After I fell, I refolded myself. This time I used my left big toe as a “kick-stand” per Adriene’s instructions for “those that need modification”. I breathed in when she told me to breathe and felt for the places where I was exerting strength. I lifted my left toe for a moment and did not fall.

It makes, perhaps, some sense that Day 23: Focus is happening on what is really Day 92. Home has always eaten up time for me. I used to think I lacked consistency, and I suppose I do. I certainly had to sleep in sixty-nine other days to stretch out this 30-day practice. But I also think my home might be stuck in some sort of wormhole.
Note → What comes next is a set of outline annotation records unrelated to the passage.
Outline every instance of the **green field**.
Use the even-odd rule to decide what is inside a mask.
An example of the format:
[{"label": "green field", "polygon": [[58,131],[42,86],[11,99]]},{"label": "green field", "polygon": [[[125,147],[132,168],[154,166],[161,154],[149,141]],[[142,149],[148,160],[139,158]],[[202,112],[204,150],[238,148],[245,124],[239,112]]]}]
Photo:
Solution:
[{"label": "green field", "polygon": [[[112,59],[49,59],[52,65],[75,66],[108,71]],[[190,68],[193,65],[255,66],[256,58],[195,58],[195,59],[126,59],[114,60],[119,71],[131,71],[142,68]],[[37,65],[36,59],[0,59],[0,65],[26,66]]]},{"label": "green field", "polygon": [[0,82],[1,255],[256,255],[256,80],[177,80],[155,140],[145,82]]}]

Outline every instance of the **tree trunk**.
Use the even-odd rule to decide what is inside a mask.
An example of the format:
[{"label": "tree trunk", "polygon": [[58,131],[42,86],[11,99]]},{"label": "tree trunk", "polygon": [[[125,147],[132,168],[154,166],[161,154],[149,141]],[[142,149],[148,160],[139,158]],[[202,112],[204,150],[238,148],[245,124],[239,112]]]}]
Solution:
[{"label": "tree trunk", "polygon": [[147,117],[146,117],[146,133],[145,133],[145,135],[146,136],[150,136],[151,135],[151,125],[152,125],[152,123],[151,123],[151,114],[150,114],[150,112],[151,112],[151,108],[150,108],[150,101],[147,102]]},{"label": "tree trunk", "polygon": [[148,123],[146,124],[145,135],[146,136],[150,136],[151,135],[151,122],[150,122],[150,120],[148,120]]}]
I am as surprised to be a 35 year old mother of three as a 35 year old mother of three can be.

A few days ago, I was still trying, and failing, to nurse my first child. And somehow last week, I’d celebrate my twenty-eighth birthday, just weeks after my dad died. And wasn’t it just an hour ago that I’d sworn to write my first book by the time I turned the age I am now? The age I am now is a bookless age. I could be wasting my life. Or I could be in my own complicated beginner’s flow, witnessing myself. I don’t know what shape comes next.

Maybe this is what being at-home is. Maybe the years are supposed to run into one another, with hours linking arms and minutes crossing borders. Perhaps what I learn at 35, to breathe and bend, is something that can benefit me at 24. Certainly, the shapes I’m assuming now help me understand the shapes I twisted into then.

I think I’ll wake up and do Day 24: Uplift tomorrow. I know what I went through over the past few years and that past-Meg can use all the help she can get. Not such a bad thing for future-Meg, either. I imagine in two weeks, 53 year old me will be happy she can hold an Eagle Pose.